Ken Goodrich, owner and CEO of Goettl Air Conditioning, Tempe, Arizona; Sonoran Air Conditioning, Phoenix; and Honeybee Air Conditioning Experts, Las Vegas, said he requires technicians provide their own hand tools and basic diagnostic equipment, such as gauges and meters, but his companies provide the larger, more expensive tools, such as recovery machines.
Goodrich also has a policy in place to help technicians with the initial cost of tools. “When a technician is in need of an upgrade or wants to purchase a new tool, we allow them to pay us back over time, usually through three to five paychecks, to help them out with cost,” Goodrich said.
Additionally, Goodrich’s companies are constantly giving away free tools during weekly meetings, offering them through drawings, and awarding them as contest prizes. “We’re constantly gifting tools because we know if they have good tools, they’re going to be more effective and efficient in the field and create a better customer experience.”
Goodrich is also taking initiative and installing tracking chips into larger tools that connect to a GPS system so he can track them.
“If you’re not controlling the larger tools, they seem to find themselves new homes,” he explained. “With the technology today, that’s much easier.

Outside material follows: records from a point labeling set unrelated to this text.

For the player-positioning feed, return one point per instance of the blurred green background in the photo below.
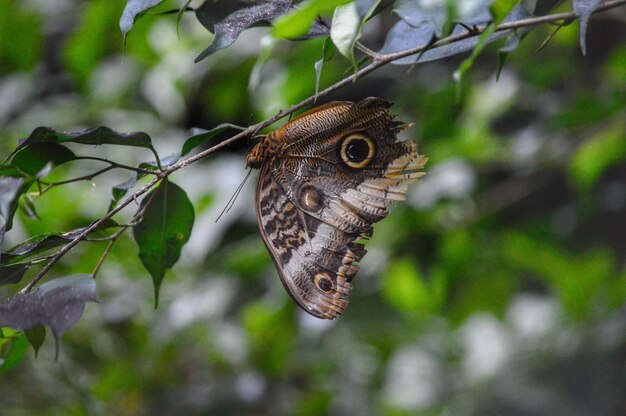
(498, 288)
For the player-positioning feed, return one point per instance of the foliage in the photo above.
(500, 277)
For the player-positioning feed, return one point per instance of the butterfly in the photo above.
(325, 178)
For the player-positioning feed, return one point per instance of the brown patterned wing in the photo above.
(315, 260)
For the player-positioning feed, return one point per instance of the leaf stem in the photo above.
(377, 61)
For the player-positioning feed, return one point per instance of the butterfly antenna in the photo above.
(233, 198)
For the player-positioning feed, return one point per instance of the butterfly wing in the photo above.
(335, 173)
(315, 261)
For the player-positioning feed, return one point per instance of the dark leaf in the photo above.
(58, 304)
(163, 230)
(43, 242)
(10, 274)
(202, 136)
(328, 51)
(415, 14)
(584, 9)
(36, 336)
(17, 348)
(95, 136)
(132, 10)
(228, 30)
(34, 158)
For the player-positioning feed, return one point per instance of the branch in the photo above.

We’ve been tracking our tools this way for the last six months. It’s been very effective. We have routinely found some of our larger, more expensive cameras and things — especially from our plumbing businesses — in pawn shops.”
Tool Costs Decreasing
According to Hughes, while tools are not cheap, the overall cost seems to be on the decline.
“Tools are an interesting thing,” he said. “There are so many out there — so many different choices — and, despite what people may think, the cost is actually dropping. You have an opportunity now to get tools with a lot more capacity, boasting many more capabilities, than you ever had in the past.”
Hughes said his first electric meter cost him $138. However, meters now run about $75.
“That was a big chunk of my pay back then. The new meter was digital instead of analog and had much more capability. It wasn’t the best meter I could get, but it had much more functionality at a much lower cost, and it was a 30-year difference. So, inflation doesn’t play as much of a role in the cost of tools as people think. They’re not cheap, by any means, but, in comparison to what they were, the cost is really starting to drop off. There’s no reason nowadays a technician shouldn’t have quality tools to do their jobs. Most technicians are tool nuts, anyways; we tend to want to buy the next coolest thing. My wife can testify to that.”